Justice Minister Tzipi Livni, who has been the Israeli negotiator in the peace talks with the Palestinian Authority (PA) since their initiation last July, announced Thursday morning that the fourth and final batch of terrorist releases has been officially cancelled.
The release was meant to be carried out last Saturday but was put on hold, given the widespread protest of the unpopular move and the total lack of progress in the peace talks, which hit a dead-end in PA Chairman Mahmoud Abbas's refusal to recognize Israel as the Jewish state.

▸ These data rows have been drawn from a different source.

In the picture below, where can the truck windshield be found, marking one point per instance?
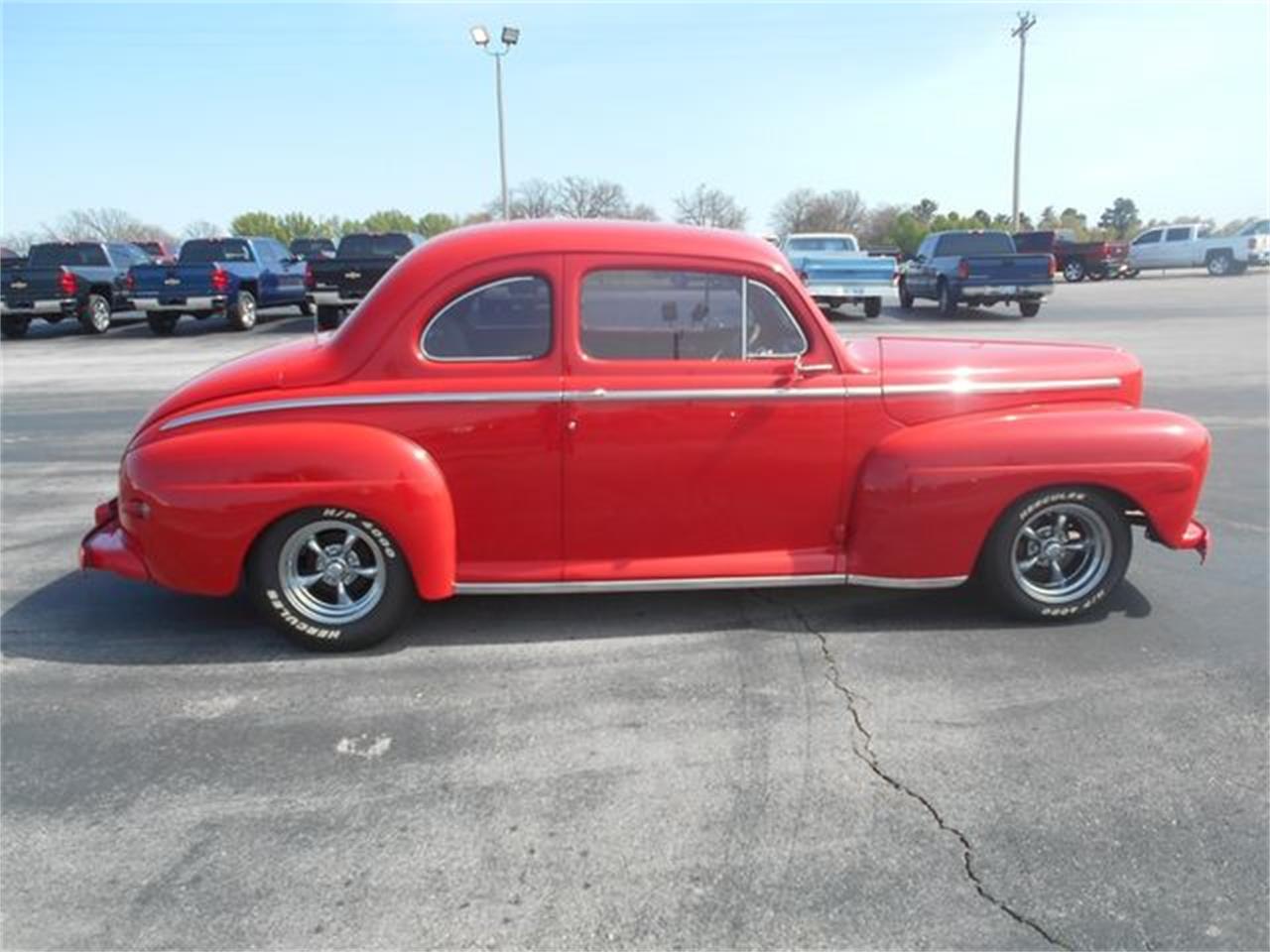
(984, 243)
(373, 246)
(59, 255)
(824, 244)
(207, 250)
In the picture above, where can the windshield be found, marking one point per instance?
(983, 243)
(828, 243)
(207, 250)
(373, 245)
(58, 255)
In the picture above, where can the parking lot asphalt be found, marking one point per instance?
(788, 769)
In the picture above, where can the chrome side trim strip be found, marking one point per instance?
(585, 397)
(880, 581)
(721, 581)
(988, 386)
(507, 397)
(554, 397)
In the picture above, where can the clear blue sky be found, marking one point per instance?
(180, 112)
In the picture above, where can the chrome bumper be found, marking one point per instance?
(190, 303)
(331, 298)
(39, 307)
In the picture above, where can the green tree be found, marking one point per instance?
(390, 220)
(1121, 217)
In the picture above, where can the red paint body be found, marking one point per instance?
(899, 475)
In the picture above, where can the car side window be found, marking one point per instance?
(503, 320)
(770, 327)
(662, 315)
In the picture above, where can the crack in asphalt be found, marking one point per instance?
(861, 746)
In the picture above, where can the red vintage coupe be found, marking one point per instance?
(601, 407)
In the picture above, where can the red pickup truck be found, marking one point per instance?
(1078, 261)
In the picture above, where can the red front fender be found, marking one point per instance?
(208, 494)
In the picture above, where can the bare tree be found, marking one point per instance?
(806, 209)
(576, 197)
(202, 229)
(708, 207)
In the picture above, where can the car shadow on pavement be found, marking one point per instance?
(95, 619)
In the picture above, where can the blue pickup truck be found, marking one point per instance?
(234, 276)
(835, 272)
(976, 268)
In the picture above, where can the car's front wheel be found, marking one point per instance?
(330, 579)
(1057, 553)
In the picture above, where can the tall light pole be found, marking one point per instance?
(509, 37)
(1026, 21)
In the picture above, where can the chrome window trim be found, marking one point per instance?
(511, 358)
(550, 397)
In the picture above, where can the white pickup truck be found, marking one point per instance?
(1192, 246)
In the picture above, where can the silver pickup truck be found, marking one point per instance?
(1192, 246)
(835, 272)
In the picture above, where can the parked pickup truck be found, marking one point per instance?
(980, 268)
(1078, 261)
(82, 280)
(339, 284)
(231, 276)
(835, 272)
(1192, 246)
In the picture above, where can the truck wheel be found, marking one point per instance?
(14, 326)
(163, 325)
(95, 316)
(1057, 553)
(948, 302)
(327, 317)
(330, 580)
(243, 312)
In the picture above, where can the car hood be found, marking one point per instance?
(930, 379)
(304, 363)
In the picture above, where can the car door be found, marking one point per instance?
(1146, 250)
(694, 447)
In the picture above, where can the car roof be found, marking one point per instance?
(599, 236)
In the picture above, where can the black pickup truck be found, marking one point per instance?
(336, 285)
(82, 280)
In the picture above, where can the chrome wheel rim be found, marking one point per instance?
(331, 571)
(1061, 553)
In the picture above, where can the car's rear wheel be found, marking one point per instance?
(241, 313)
(1057, 553)
(330, 579)
(948, 301)
(163, 325)
(14, 326)
(95, 316)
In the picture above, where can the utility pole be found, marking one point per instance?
(1026, 21)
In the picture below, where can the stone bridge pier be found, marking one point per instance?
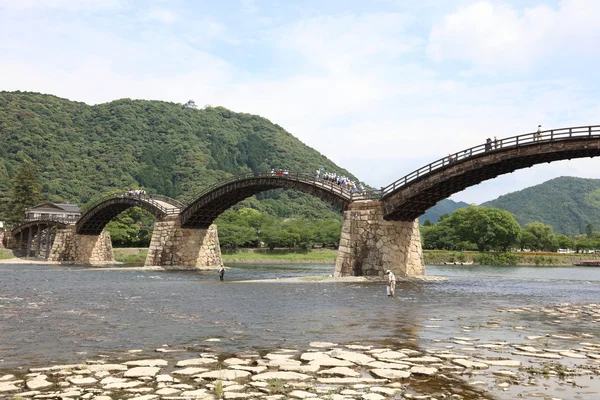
(70, 246)
(174, 247)
(370, 245)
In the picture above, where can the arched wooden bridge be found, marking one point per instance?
(34, 236)
(410, 196)
(95, 218)
(403, 200)
(213, 201)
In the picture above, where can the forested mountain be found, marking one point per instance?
(568, 204)
(80, 152)
(445, 206)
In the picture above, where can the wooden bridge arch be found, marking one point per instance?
(410, 196)
(213, 201)
(95, 218)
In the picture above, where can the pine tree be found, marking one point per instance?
(27, 192)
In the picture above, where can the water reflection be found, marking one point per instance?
(50, 313)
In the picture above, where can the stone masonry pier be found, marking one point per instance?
(369, 245)
(81, 249)
(174, 247)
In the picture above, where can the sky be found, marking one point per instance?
(381, 87)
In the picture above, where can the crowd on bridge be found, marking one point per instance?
(341, 180)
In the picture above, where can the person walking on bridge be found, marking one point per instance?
(391, 285)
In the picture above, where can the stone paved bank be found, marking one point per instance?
(552, 366)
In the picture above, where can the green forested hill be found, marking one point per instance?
(568, 204)
(445, 206)
(82, 151)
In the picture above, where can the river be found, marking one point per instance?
(62, 314)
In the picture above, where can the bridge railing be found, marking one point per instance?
(527, 139)
(299, 177)
(155, 199)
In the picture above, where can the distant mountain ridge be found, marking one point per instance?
(81, 152)
(445, 206)
(569, 204)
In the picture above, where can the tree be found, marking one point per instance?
(190, 104)
(488, 228)
(540, 237)
(26, 192)
(589, 229)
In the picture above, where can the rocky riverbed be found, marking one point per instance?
(550, 366)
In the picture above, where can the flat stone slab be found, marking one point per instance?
(123, 385)
(503, 363)
(331, 362)
(384, 365)
(148, 363)
(225, 374)
(193, 362)
(146, 397)
(350, 381)
(549, 356)
(326, 345)
(236, 361)
(107, 367)
(189, 371)
(428, 371)
(8, 387)
(36, 384)
(390, 355)
(508, 374)
(340, 371)
(83, 381)
(284, 376)
(392, 374)
(423, 360)
(166, 392)
(372, 396)
(141, 371)
(253, 370)
(300, 394)
(356, 358)
(469, 363)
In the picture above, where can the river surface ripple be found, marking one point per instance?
(57, 314)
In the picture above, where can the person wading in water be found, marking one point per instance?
(391, 286)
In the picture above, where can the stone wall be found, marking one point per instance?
(369, 245)
(174, 247)
(81, 249)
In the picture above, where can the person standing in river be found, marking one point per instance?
(391, 283)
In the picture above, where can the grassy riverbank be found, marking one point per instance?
(6, 254)
(138, 256)
(538, 258)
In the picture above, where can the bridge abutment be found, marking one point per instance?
(370, 245)
(174, 247)
(70, 246)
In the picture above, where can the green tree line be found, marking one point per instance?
(488, 228)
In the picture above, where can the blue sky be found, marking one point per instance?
(381, 87)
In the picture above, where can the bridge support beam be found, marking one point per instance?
(81, 249)
(369, 245)
(174, 247)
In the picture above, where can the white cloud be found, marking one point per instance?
(67, 5)
(496, 35)
(343, 42)
(162, 15)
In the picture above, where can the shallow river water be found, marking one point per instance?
(58, 314)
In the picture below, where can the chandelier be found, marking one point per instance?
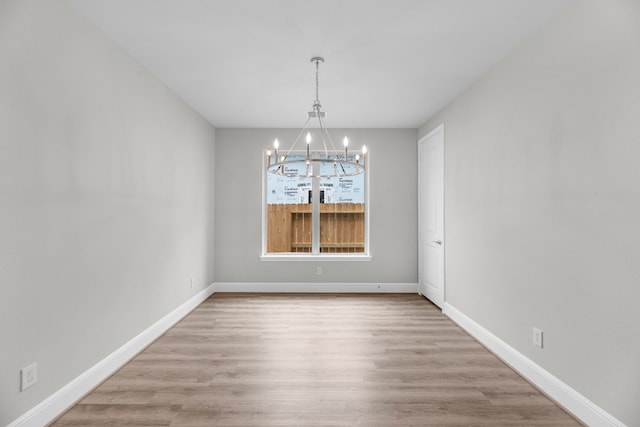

The release of the last batch of 26 terrorists, part of the 104 total promised as a "gesture" to promote talks, was cancelled due to the unilateral requests by Abbas on Tuesday to join 15 United Nations agencies, in breach of conditions of the talks.
"New conditions have been created, and Israel cannot free the prisoners of the fourth batch," announced Livni.
In response, the White House released a statement saying the move complicates the peace talks, "but despite that, the dialogue for peace in the Middle East remains open." Spokesman Jay Carney claimed "neither side has indicated that they want to walk away from the talks. They both indicated they want to find a way to move forward."
The announcement comes after Livni held a meeting with PA Chief Negotiator Saeb Erekat on Wednesday night. Reportedly the talks included an “unprecedented” loud shouting match between the two, including threats and curses.
US mediator Martin Indyk presided over the talks, and was forced to stop the talks several times in order to give both time to cool off – but to no avail, as the arguing and eventual shouting began almost immediately when the talks resumed.
Livni reportedly threatened sanctions on the PA if it walked out of the talks, while Erekat demanded the release of 1,000 terrorists and a complete building freeze in Judea, Samaria and Jerusalem in order to continue talks. Reportedly, the talks lasted until 4 a.m., at which point Indyk had enough.
US Secretary of State John Kerry, who initiated the renewed peace talks, admitted on Thursday that there was little he could do to save the process.